India Pivots To Solar As Coal Shortages Grip The Country
The Indian economy may be languishing under the pressure of coal shortages at present, but the subcontinent is betting its future on solar. As Prime Minister Narendra Modi makes lofty pledges at the COP26 climate summit in Glasgow, however, India continues to ramp up coal production back at home. A tale of two Indias is unfolding: one that is at the cutting edge of renewable energy technology and is building some of the most ambitious solar projects in the world at both macro- and micro- scales, and another that is entirely beholden to fossil fuels to meet its ever-growing energy demand.
India’s current goals, as avowed before the rest of the world at COP26 this month, are to reach carbon neutrality by 2070 and reduce its emissions per unit of GDP by 45% by 2030.
India’s current goals, as avowed before the rest of the world at COP26 this month, are to reach carbon neutrality by 2070 and reduce its emissions per unit of GDP by 45% by 2030. This carbon neutrality benchmark is 10 years behind China and 20 behind the United States, but nevertheless represents a massive undertaking and complete overhaul of the country’s energy industry. India is the third largest emitter of carbon dioxide in the world (trailing, once again, behind China and the United States) and relies on coal, the dirtiest fossil fuel, for the majority of its energy needs. “India is the second largest importer of coal despite having the world’s fourth largest reserves, and coal powers over 70% of the country’s electricity demand,” Reuters reported in September.
Cutting that reliance on coal is going to be difficult, to say the least. India is barely keeping up with its demand as-is, without trying to cut back on fossil fuels. And the country’s energy consumption will only continue to grow along with its massive and expanding middle class. To meet its climate goals, India will have to ramp up renewable energy production on a massive scale. Indeed, by 2030, “India plans to ramp up its renewable energy capacity from 134 gigawatts today to 500 gigawatts, supplying half of its projected energy needs,” National Geographic wrote this week. “If that plan succeeds it would be an extraordinary achievement.”
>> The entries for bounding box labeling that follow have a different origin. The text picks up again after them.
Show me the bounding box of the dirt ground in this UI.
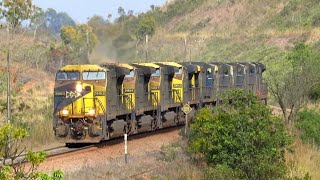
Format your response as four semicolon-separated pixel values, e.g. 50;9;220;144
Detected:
39;128;200;179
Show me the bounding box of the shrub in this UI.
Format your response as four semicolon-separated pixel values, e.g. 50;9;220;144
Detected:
296;109;320;146
189;90;291;179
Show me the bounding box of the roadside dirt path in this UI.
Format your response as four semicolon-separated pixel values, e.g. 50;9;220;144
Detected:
39;128;181;179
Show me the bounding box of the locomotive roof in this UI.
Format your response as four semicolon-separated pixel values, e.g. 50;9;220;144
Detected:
101;63;130;77
131;64;156;76
134;63;160;68
59;64;106;71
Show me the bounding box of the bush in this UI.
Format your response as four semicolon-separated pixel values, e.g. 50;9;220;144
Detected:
296;109;320;146
189;90;291;179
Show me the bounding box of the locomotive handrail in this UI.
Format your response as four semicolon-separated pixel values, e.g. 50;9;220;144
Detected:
81;97;106;114
118;94;134;110
145;91;159;106
169;89;182;103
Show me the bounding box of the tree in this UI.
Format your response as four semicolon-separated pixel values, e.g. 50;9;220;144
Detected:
88;16;107;42
267;43;320;124
136;15;156;40
60;24;97;63
0;0;40;126
188;90;291;179
0;0;40;29
0;124;63;180
44;8;76;34
118;6;126;28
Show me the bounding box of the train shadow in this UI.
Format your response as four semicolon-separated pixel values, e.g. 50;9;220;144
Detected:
91;125;183;148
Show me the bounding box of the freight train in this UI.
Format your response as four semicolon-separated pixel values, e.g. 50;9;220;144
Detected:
53;62;267;145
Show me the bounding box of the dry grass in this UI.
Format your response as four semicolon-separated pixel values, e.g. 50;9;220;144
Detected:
286;139;320;179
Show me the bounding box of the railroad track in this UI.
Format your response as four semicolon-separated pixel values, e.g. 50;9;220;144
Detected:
0;125;183;167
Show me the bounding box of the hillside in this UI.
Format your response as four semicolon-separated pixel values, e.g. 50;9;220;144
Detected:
122;0;320;64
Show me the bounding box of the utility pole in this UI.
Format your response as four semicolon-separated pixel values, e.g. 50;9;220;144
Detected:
7;24;11;123
146;34;149;62
87;18;90;63
184;36;187;62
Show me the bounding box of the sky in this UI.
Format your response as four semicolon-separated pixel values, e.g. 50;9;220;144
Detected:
33;0;166;23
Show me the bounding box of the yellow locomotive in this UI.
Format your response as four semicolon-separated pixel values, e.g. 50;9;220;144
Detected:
53;62;267;144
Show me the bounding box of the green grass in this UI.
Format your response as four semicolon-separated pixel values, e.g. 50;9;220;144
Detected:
296;110;320;147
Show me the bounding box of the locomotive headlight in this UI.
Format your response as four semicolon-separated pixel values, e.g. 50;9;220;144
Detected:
76;84;82;93
62;109;69;116
89;109;96;116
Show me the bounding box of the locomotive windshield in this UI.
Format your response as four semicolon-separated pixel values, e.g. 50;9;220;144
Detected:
56;71;80;81
151;69;160;76
125;70;134;78
175;67;182;74
82;71;106;81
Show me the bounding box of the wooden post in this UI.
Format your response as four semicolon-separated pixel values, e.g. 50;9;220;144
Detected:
7;24;11;123
124;134;128;164
146;34;149;62
184;113;188;136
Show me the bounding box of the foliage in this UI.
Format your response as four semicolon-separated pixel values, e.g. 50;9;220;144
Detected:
0;124;63;180
189;90;291;179
88;16;109;42
60;24;97;63
268;43;320;123
0;0;40;28
136;16;156;40
43;8;76;34
296;109;320;147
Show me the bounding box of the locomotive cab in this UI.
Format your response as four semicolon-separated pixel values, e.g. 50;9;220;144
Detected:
54;65;107;143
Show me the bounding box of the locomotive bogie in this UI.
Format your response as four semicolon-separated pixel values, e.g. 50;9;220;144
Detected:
53;62;267;144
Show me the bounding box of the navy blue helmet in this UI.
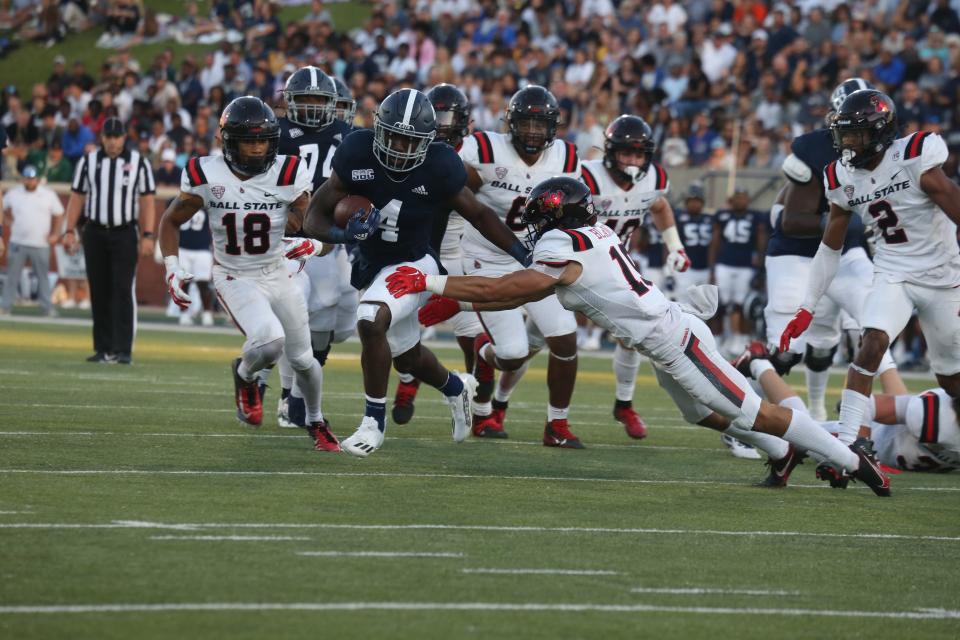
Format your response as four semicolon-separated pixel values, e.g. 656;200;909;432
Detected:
373;89;437;172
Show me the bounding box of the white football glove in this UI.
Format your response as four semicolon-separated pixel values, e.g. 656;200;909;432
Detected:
666;249;690;273
163;256;193;310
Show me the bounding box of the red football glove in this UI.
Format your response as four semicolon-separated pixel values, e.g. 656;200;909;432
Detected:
387;265;427;298
417;293;460;327
780;307;813;353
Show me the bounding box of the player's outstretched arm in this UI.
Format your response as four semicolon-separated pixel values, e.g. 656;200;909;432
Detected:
920;167;960;225
303;171;350;243
447;187;530;265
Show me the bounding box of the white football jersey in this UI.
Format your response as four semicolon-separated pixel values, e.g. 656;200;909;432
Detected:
824;131;960;287
460;131;580;264
180;156;313;270
580;160;670;242
533;224;673;348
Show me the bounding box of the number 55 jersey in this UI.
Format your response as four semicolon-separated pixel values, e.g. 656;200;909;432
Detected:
824;131;960;288
180;156;313;270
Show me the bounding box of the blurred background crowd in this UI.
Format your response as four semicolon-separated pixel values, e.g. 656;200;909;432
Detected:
0;0;960;183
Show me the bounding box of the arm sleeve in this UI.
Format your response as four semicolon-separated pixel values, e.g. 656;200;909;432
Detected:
71;156;88;193
801;242;843;313
920;133;949;173
137;158;157;196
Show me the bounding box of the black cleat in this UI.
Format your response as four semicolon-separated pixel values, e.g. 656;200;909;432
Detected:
757;445;807;489
850;438;890;498
817;462;850;489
India’s solar ambitions are not limited to solar mega-parks and large-scale state projects, however. One of the challenges of powering a nation as large and as rural as India is the spread-out and remote conditions that so much of its population lives under. Tiny solar micro-projects have started to pop up around the nation as a single solution to the two-pronged challenge of electrifying the Indian countryside without raising the country’s carbon footprint.
National Geographic reports on such innovative micro-endeavors as Durga Energy and Udaan Energy, which are staffed by marginalized women lacking formal education in rural areas, pairing social, economic, and ecological imperatives in one sleek, synergistic package. These companies have a small impact on their own, but the hope is that the model will be easily adopted by communities around India, scaling out in addition to scaling up solar power capacity on the subcontinent.
“When solar panels are produced locally, people will buy locally and money will circulate within the local economy,” Chetan Solanki, co-founder of Durga Energy and a solar energy expert at the Indian Institute of Technology told NatGeo. “Solar technology—when it becomes affordable and locally produced—will allow communities to become self-sufficient in energy,” he continued.
India’s overall approach to solar energy production, with growth and development at so many levels, from the largest to the smallest solar companies in the world, holds great promise for the resilience and sustainability of the nation’s renewable revolution. The question is whether it will be enough to make a real dent in the nation’s massive coal consumption. The scale of that challenge can’t be overstated, but then again the urgency of climate change mitigation has never been greater, and India stands to suffer more than most countries from the impact of global warming.